Showing posts with label Life. Show all posts
Showing posts with label Life. Show all posts

Monday, November 14, 2011

To Blog/Journal or Not To Blog/Journal...That Is The Question

Well with a title like that you expect that I should break into quoting Shakespeare....but I will not. Consistent writing is obviously not one of my strong suits. So where to begin really...lots and lots of things have happen since the last time I posted to this page. My previous post was in regards to a mission trip that I took to East Asia. The trip was a total success and I made some friends that I still keep in contact with. My trip to the other side of the world was life changing. My perspective on several things changed; 1) the importance of always being on mission 2) that even under the most severe of oppressions life and the gospel always seem to flourish. So that would bring us end of July of last year. Around September I started a new journey by turning down a path that I had known about but only walked sparingly. I began dating Katie Vance around September and my feet haven't touch the floor since. I'm truly convinced now that God is and always about what is best for us. In March I (with Richard and Julie's permission) would propose to Katie and October 1st of this year we were made and declared to be husband and wife. We are just over a month into our lives as a married couple and I can confidently say the wait was well worth it. I had someone ask me why I waited til I was 29 to get married and I said, "well, God knew that I needed to wait that long" Katie is a shining example of God's grace to me. She loves me at my best and most especially at my worst...

Thursday, December 04, 2008

A Time of Contemplation.....

Yes I know this submission is out of no where considering my last offering was sometime back in August.

Considering the road that I have traveled over the past 2 1/2 months a lot has transpired. Many things that I wish hadn't happen, but I can't help that now. However there are some things that have happen that I'm glad that I was able to be apart of.

In the words of Andrew Osenga from his song "Hold the Light" I would agree with him that "it's been a long year, like sleepless night." These past months have seemed to be 3 times as long as they usually feel.

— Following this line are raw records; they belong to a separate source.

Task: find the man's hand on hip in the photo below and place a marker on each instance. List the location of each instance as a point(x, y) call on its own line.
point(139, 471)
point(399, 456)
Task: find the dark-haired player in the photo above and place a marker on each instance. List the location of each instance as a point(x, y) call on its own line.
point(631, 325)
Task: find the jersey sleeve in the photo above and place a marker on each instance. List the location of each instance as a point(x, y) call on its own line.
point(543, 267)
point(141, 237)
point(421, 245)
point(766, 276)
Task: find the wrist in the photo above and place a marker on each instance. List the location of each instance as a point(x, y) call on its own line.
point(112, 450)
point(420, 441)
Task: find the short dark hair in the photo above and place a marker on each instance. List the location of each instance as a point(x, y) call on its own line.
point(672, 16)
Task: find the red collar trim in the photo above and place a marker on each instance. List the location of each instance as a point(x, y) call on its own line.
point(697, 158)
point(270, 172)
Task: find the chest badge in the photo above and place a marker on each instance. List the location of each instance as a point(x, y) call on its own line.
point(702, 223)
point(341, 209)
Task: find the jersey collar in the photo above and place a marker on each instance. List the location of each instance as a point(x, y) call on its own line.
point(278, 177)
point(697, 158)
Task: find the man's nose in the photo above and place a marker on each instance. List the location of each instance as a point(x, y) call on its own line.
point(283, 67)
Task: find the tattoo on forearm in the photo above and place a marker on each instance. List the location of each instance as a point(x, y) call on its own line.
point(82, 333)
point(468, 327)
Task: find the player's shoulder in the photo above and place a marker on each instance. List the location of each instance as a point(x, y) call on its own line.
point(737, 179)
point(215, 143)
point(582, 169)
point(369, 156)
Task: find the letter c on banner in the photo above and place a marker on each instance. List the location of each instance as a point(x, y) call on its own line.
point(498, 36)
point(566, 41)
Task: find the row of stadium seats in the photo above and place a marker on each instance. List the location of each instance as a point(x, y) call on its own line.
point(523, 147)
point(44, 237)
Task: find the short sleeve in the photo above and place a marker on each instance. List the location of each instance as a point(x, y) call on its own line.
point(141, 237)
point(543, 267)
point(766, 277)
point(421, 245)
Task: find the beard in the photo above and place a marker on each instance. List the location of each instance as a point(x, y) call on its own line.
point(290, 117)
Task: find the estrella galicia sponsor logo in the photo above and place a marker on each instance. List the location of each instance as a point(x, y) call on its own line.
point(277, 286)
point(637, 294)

I have repented and asked forgiveness for a lot of things, the trouble is making this spirit of mine wrapped in this flesh believe that forgiveness and rest in it, (really rest in it) and be content.

Being content and at peace with the way things are for me right is easier said than done. I'll just be honest its a struggle. There is one thing that more or less is constantly on my mind, and all the time I wish that I could have this "Thing" back. However, I both know and believe that God's will be done and however that plays out is fine with me.

These past two months or so have been spent determining yet again how I can best serve the kingdom believing that I've been called to vocational ministry service, and at the same time determining if vocational service is what I am in fact called to. I've always felt drawn to Student Ministry and Worship. That's what I'm pursuing as of this submission.

This has also been a time of contemplation given the choices that lay before me, trouble is of the choices I have both are equally good.